I don't see an automated "Generate a workshop" or "Build a workshop" link or button on that site. The categories are very similar, but the site I saw had a custom "Make workshop" link or button based on what you wanted to work on.
 
"Generate a workshop" or "Build a workshop" link or button

That must be it, Mike, as it is the closest thing to what I am remembering. I could be wrong, but in my memory, you could tell the generator what skill you wanted to work on, then it would generate a workshop for you based upon that. But the link you posted is so close to that, it must be right, while my memory is probably faulty.

Thanks, Mike!

Cheers!
 

Gypsy

Queen of Questions
I hope no one thinks me an ass for saying this, but, god I love this thread!

I haven't read the whole thing, top to bottom, in almost two years. So much good information in here, so many descriptions, so many viewpoints.

It is so cool reading it all at once, long after it was written. There are things in here that I'd forgotten about, already, and things that, though well-described (to someone who had at least a basic knowledge, i.e. knew shitloads more than me), full comprehension simply eluded me at the time. I don't know if I was trying too hard to understand, originally, or if I picked up more than I realized by lurking all over the boards over time and it finally just clicked, or because reading straight through without the pauses to wait for answers made the difference, but a few things just jelled for me. So freaking awesome.

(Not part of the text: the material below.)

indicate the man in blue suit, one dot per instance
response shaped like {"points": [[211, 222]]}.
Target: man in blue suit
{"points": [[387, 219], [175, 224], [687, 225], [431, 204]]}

Did I ever remember to thank y'all for all of this? Not just the answerers, either, but every person who jumped in and asked questions I hadn't thought to ask or didn't know to ask, too. Oh, man... thank you. All of you. So much. :love:
 
I am new to the forums and I have just been able to skim through this thread. But I love it. It is chock full of good knowledge and asking questions is the only way we continue to learn. Thank you Gypsy for starting the thread.